Thursday, February 15, 2007

Smear

I was over at my friend Dave Nethery's blog, where he recently posted a great Pepe LePew sequence. This is one of my favorite moments in the series, incredible pantomime. Everything great animation is supposed to be, you know? Anyway, as a learning exercise, I regularly frame through animation (and live action), looking for ideas like these:

In the world of traditional animation, these are called "smears". One of the many ways traditional animators learned to mimic motion blur, and in this case, improve upon it.

(To be more precise, a true "smear" does look like a drawing stretched like a comic on Silly Putty --- you've done that, right? But I put these multiple images into the same category.)

It got me to thinking, is there anyone who is doing anything like this in CG? Would it look good? Or just freaky? Since CG is more akin to puppet animation, I kind of doubt there has been too much experimentation of this sort, especially since motion blur is so easy to render.

I bet there are plenty of Flash animators who are trying this. Anybody want to point me in the direction of some Flash that's stylized like this? The "smear" technique goes beyond squash & stretch, it's adding something beyond reality rather than imitating or caricaturing it.

Beautiful, beautiful.

6 comments:

Benjamin said...

Chicken Little definitly had some real smears. Though it wouldn't surprise me if multiples is something that's never been done in CG. Perhaps in the Eric Goldberg directed 3D Genie film for Disneyland Tokyo?

Tim said...

Doesn't surprise me about Chicken Little. Mark Dindal is an old school affectionado.
I'll have to frame through that movie, now.
There goes my weekend.

Keith Lango said...

Actually we did do some experimenting with multiples when i was back at ReelFX. It was actually Ken Duncan out in LA doing most of the experimenting (I was stuck directing the boring- but profitable- work). It didn't look bad at all. It was a rather simplistic approach using trailing versions of the arms and legs at increasing levels of transparency. It was applied to anything sticking off the main core of the body- limbs mostly. It was a bit of a pain to get working though because it required that you pose 3 or 4 different arms for each inbetween frame. But that rig was a right pain to use for everything. If the rig was friendlier I don't think it would have been half bad. I have an example but NDA's prohibit sharing it. We ended up taking a lot of the mutliples out because when you render multiples with motion blur- well.. they didn't play nice together. We had to do one or the other and the creative director felt motion blur was a better choice. Oh well.

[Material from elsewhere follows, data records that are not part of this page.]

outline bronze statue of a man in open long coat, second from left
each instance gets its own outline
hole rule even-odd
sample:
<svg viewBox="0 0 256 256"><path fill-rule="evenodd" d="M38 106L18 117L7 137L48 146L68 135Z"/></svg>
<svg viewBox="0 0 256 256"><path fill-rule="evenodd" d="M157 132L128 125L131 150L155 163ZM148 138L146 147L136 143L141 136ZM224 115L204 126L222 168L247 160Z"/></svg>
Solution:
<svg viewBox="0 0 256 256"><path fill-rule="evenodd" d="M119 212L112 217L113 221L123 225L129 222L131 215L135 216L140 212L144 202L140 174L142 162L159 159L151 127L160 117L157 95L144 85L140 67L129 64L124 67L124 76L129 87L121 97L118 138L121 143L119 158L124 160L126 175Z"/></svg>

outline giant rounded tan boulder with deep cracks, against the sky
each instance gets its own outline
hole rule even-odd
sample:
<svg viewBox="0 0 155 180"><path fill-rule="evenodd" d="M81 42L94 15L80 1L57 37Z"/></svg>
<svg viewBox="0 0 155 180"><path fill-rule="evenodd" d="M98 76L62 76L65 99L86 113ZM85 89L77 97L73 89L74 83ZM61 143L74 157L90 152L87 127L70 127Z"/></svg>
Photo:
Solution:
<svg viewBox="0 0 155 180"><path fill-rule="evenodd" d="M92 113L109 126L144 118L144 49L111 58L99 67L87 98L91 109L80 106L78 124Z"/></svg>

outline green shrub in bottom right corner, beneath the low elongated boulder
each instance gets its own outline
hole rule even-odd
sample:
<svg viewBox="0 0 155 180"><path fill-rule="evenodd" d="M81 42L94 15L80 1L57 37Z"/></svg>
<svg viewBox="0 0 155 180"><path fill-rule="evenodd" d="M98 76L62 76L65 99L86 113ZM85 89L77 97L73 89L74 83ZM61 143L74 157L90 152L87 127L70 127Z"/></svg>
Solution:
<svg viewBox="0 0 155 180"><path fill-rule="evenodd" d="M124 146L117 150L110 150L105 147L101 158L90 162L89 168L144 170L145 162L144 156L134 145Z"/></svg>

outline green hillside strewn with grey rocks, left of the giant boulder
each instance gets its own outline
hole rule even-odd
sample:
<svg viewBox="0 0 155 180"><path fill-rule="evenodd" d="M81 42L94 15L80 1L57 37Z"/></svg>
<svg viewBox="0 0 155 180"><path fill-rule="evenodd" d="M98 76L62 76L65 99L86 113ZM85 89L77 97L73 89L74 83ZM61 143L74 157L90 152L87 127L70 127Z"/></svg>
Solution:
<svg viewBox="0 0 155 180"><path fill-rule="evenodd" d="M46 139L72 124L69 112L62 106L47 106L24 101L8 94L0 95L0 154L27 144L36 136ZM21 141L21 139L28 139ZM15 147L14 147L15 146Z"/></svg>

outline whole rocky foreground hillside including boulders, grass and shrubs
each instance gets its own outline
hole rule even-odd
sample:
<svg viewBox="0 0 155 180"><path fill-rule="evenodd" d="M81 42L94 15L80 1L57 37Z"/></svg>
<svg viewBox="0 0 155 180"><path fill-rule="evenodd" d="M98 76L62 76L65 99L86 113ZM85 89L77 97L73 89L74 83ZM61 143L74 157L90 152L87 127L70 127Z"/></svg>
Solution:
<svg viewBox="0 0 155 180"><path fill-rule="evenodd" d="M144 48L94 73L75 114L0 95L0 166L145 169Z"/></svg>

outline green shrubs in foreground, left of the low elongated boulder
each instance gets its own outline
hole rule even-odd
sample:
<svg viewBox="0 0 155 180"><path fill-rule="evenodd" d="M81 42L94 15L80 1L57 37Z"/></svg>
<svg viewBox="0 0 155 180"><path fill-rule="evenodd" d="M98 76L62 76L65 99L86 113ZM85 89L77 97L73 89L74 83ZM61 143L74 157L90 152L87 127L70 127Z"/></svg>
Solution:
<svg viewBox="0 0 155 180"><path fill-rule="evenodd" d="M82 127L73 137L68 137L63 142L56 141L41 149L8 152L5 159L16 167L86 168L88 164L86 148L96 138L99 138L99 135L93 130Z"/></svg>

Anyhoo- I've tinkered with this here at the homestead and got OK results- again just on limbs. As for doing multiples of a face or the body trunk in general I haven't seen anything short of a stupid compositing trick. Certainly nothing you can see interactively in the actual scene. Sounds like an interesting challenge. Hmmmmm.

sushipajamas said...

yeah, ive dabbled with it, with my cows, but i doubt it looks anything that resembles "good." i'm almost tempted to see if i can pull it off with blendshapes, but then again i might be crazy for thinking that. oh well, we'll see.

David Nethery said...

When we worked on the Roger Rabbit sequel test at the Disney Orlando studio (directed by Eric Goldberg, animated by Tom Bancroft and Barry Temple, cleaned-up by yours truly, James Harris and Sherrie Sinclair) Eric had Rob Bekurs duplicate one of Tom's hand-drawn scenes of Roger in CG, complete with smears. It looked pretty good, so I think it can be done. Chicken Little looked like it did have smears/multiples. I think the difference is that the rendering on CG maybe makes it "too real" , so it doesn't have the same powerful graphic quality of the types of smears that the Warner Bros. cartoons were famous for. It's an easy technique to misuse. Eric's a master of using smears.

The best Flash character animation I've seen is by a brilliant young Canadian designer/animator named Jessica Borutski. Her film "I Like Pandas" has won a slew of awards and she's currently working on a new film "The Good Little Bunny with Big , Ugly Teeth" . Take a look at her work on here blog --

http://jessicaborutski.blogspot.com/

"I Like Pandas" is on YouTube.

Anonymous said...

Hey, just a lurker here (and not an animator) but I was listening to Brad Birds interview with Spline Doctors the other day. He mentioned wanting "arcs in the blurs". It seemed in some way related to the topic at hand. Thanks.